The ballfield next to my house flooded over the weekend. Satuday while walking around it I noticed several carp swimming around but haven't had time to do anything. Tonight if I get a chance I'm going to walk over with my rod and see if they are biting. There's no direct access to the river from this park so those fish had to of swum down my road at some point.









Sent from my SM-G930V using Tapatalk


----------



## garhtr (Jan 12, 2009)

Good luck ! Should be interesting and fun. Those fish up on a big shallow flat mightl make some hard, fast non- stop runs.
There's a place near me that floods very similar to your pic, I'll have to check it out after the next big rain event.
Good luck and Good Fishing !


----------



## ejsell (May 3, 2012)

I just couldn't do it. Between the smell and the mosquitoes last night I couldnt stand to be there more than a minute. The water level is dropping fast and really clearing up as the sediment drops to the bottom. 
















Sent from my SM-G930V using Tapatalk


----------



## jhammer (Jun 13, 2011)

With all this rain we've been having, fishing in flooded areas has been pretty productive. With the rivers here always flooding, I've discovered about five new places that are absolutely full of carp, buffalo, and drum whenever we get a ton of rain.


----------



## garhtr (Jan 12, 2009)

jhammer said:


> With all this rain we've been having, fishing in flooded areas has been pretty productive. With the rivers here always flooding, I've discovered about five new places that are absolutely full of carp, buffalo, and drum whenever we get a ton of rain.


 Any luck catching the Buffalo in those flood pools ?? I love catching them and they can be a challenge anywhere but I would imagine that would be tough conditions.
Good luck and Good Fishing !


----------



## ezbite (May 25, 2006)

when our park floods i catch them with a bow and barbed arrow


----------



## jhammer (Jun 13, 2011)

garhtr said:


> Any luck catching the Buffalo in those flood pools ?? I love catching them and they can be a challenge anywhere but I would imagine that would be tough conditions.
> Good luck and Good Fishing !



I've hooked four and managed to land one. They hit on small nymphs dropped in front of their faces. They're smart and head for the raging current where 10lb tippet doesn't stand a chance holding them though.


----------



## garhtr (Jan 12, 2009)

I catch a few each season on nymphs, mostly hares ears and lately a olive bird's nest has fished well.

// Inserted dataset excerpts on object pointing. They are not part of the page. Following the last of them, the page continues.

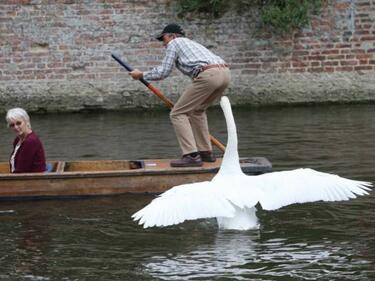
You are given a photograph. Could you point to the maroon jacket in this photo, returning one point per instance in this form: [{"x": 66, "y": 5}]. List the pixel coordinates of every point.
[{"x": 30, "y": 156}]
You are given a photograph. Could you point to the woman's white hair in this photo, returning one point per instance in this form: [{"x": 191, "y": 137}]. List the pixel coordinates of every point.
[{"x": 17, "y": 113}]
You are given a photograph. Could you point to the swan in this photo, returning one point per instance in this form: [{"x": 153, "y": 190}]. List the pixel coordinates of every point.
[{"x": 231, "y": 196}]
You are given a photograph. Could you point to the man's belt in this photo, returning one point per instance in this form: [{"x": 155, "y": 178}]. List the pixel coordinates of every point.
[{"x": 208, "y": 66}]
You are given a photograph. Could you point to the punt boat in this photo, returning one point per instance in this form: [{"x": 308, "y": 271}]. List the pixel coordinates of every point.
[{"x": 109, "y": 177}]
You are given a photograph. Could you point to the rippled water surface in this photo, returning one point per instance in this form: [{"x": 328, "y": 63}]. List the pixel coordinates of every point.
[{"x": 94, "y": 239}]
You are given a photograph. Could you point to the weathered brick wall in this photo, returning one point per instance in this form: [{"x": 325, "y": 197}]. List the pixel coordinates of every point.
[{"x": 55, "y": 55}]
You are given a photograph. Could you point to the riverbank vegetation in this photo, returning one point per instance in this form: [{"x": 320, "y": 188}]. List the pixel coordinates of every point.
[{"x": 278, "y": 16}]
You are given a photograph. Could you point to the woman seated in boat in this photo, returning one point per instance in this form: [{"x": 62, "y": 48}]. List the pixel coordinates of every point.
[{"x": 28, "y": 153}]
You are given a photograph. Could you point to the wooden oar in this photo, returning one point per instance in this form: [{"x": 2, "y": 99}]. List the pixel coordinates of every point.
[{"x": 169, "y": 103}]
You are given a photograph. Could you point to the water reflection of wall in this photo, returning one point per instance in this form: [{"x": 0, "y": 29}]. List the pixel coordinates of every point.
[{"x": 247, "y": 256}]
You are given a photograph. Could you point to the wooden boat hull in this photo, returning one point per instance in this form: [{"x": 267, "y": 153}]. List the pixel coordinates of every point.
[{"x": 109, "y": 177}]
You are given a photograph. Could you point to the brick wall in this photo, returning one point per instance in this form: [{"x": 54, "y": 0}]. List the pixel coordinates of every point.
[{"x": 55, "y": 55}]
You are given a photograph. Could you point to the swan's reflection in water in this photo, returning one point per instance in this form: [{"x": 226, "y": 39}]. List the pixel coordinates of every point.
[{"x": 236, "y": 255}]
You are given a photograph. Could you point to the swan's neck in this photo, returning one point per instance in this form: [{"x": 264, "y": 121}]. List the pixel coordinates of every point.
[
  {"x": 243, "y": 219},
  {"x": 231, "y": 163}
]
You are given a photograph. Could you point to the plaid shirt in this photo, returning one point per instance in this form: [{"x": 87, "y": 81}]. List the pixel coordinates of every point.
[{"x": 189, "y": 57}]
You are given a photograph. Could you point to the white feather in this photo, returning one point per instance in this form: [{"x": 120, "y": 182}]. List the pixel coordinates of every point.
[{"x": 231, "y": 195}]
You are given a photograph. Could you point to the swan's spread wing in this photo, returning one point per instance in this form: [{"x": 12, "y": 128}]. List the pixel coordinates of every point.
[
  {"x": 185, "y": 202},
  {"x": 279, "y": 189}
]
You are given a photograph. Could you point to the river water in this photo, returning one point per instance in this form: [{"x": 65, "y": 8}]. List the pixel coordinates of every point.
[{"x": 94, "y": 239}]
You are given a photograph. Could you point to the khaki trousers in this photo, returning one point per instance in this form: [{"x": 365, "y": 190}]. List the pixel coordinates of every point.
[{"x": 188, "y": 115}]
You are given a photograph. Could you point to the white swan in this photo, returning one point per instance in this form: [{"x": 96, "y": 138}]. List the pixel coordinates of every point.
[{"x": 231, "y": 195}]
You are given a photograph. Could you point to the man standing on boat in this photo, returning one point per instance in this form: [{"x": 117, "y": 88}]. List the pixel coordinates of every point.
[{"x": 210, "y": 77}]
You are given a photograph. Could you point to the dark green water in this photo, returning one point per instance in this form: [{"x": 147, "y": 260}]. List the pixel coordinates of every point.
[{"x": 94, "y": 239}]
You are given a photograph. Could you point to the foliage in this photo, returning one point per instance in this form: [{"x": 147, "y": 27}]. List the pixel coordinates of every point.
[{"x": 276, "y": 15}]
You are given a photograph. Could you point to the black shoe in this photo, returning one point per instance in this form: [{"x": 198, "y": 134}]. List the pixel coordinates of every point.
[
  {"x": 188, "y": 161},
  {"x": 207, "y": 156}
]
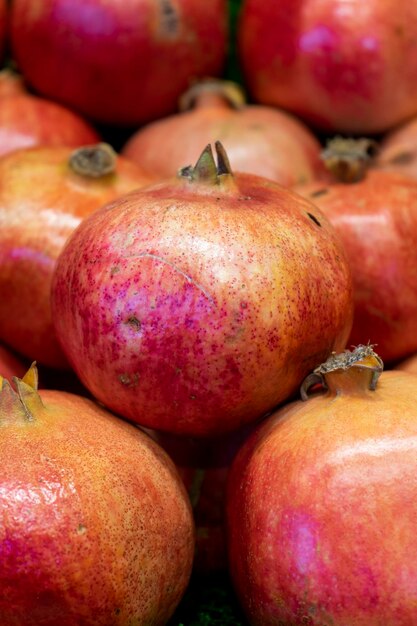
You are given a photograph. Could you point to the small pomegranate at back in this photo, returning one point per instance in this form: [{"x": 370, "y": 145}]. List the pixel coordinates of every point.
[
  {"x": 322, "y": 502},
  {"x": 258, "y": 139},
  {"x": 10, "y": 364},
  {"x": 27, "y": 120},
  {"x": 374, "y": 214},
  {"x": 122, "y": 63},
  {"x": 398, "y": 150},
  {"x": 44, "y": 194},
  {"x": 96, "y": 528},
  {"x": 196, "y": 305}
]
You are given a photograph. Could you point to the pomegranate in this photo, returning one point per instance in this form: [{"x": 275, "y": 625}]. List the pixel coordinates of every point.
[
  {"x": 11, "y": 83},
  {"x": 27, "y": 120},
  {"x": 4, "y": 15},
  {"x": 260, "y": 140},
  {"x": 397, "y": 150},
  {"x": 408, "y": 365},
  {"x": 203, "y": 465},
  {"x": 44, "y": 194},
  {"x": 195, "y": 305},
  {"x": 375, "y": 218},
  {"x": 342, "y": 66},
  {"x": 10, "y": 364},
  {"x": 96, "y": 527},
  {"x": 322, "y": 502},
  {"x": 124, "y": 63}
]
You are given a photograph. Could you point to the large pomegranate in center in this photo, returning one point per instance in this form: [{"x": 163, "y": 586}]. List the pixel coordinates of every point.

I mainly watch for river fish to move into calm sandy areas and try to drop the fly right on their kisser-- I get a lot of rejections and they are spooky, especially tough to catch one from a school of several in clear conditions.
I know an area that floods but never tried to fish it, but I will after the next high water event, Thanks !
I agree they pull like trains trying to get back to deep water.
Good luck and Good Fishing !


----------